There’s nothing sweet about
the Swazi sugar sector
The
government of Swaziland, the last absolute monarchy of Africa, is well known
for its human rights violations, including the
rights of workers. In recent years, the International Labour Organization
(ILO) has admonished the government for its refusal to register trade unions,
for prohibiting assemblies and demonstrations and jailing
trade union activists and their lawyers, writes
Jeff Vogt.
Workers’
rights violations are so serious and widespread that the
United States suspended trade preferences to the country under the African
Growth and Opportunities Act (AGOA) in 2014. Despite minor steps taken to
respond to the criticism, such as registering the Trade Union Congress of
Swaziland (TUCOSWA) after a three-year delay and releasing imprisoned activists
a few weeks earlier than scheduled, the country remains a difficult place for
workers. This is particularly true in the sugar sector.
The
International Trade Union Confederation (ITUC), in cooperation with TUCOSWA,
has released a new report – King Mswati’s
Gold – which details serious labour violations in Swaziland’s sugar sector.
Sugar is
one of the country’s most important exports, to the region and to the European
market.
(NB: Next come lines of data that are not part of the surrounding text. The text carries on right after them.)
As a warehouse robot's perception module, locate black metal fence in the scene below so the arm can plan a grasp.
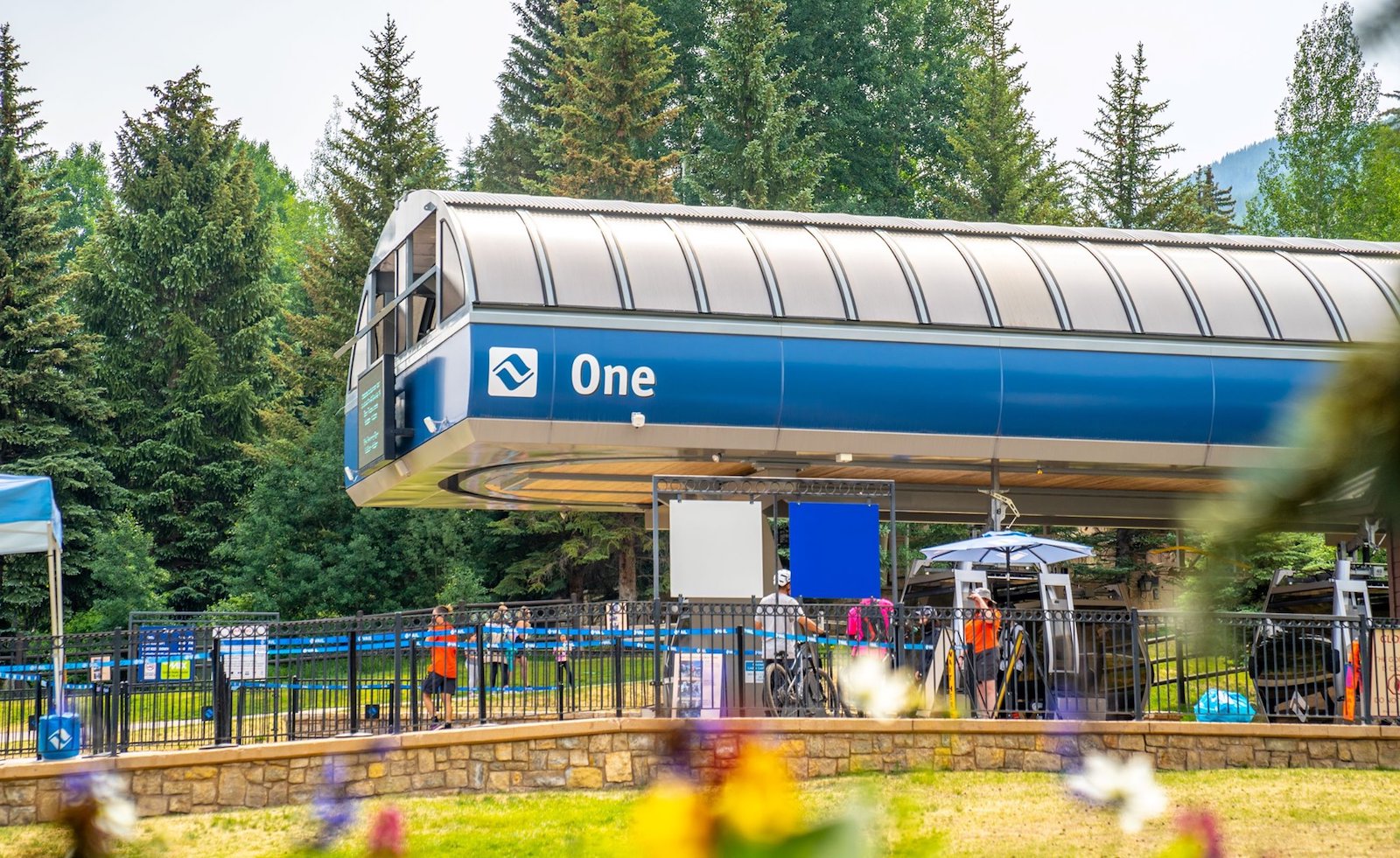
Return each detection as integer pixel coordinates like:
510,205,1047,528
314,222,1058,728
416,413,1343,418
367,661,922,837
0,601,1400,757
However, as detailed in the report, sugar largely benefits one person –
King Mswati III. The sector is largely controlled by a national development
fund, Tibiyo, which is controlled by the king, his relatives and his cronies,
even though it is meant to benefit all citizens.
The
report explains that for many workers, long hours and very low wages are the
norm. Most workers, especially those who are seasonal or casual, have no
written contracts of employment. Some workers have to walk hours each day to
and from work in the dark, and once they arrive they are forced to work in
dangerous conditions with little to no protective equipment – when applying
pesticides or cutting cane. Women are routinely subjected to pregnancy tests
and are not hired if tests are positive.
Additionally,
some of the land used for sugar production was confiscated by the government,
with little to no compensation for the communities forcibly expelled from their
land.
To our
disappointment, we also found that labour violations were just as common on the
Fairtrade
certified farms in Swaziland. The ITUC has shared a copy of the report and Fairtrade has
issued this reply.
We do
note that informal communications have indicated that Fairtrade will conduct an
investigation of their certified farms on the basis of this report. We hope and
trust that Fairtrade will take the appropriate action to ensure that certified
farms will comply with the labour obligations of the Small Producer
Organisation (SPO) standard, which applies to these farms.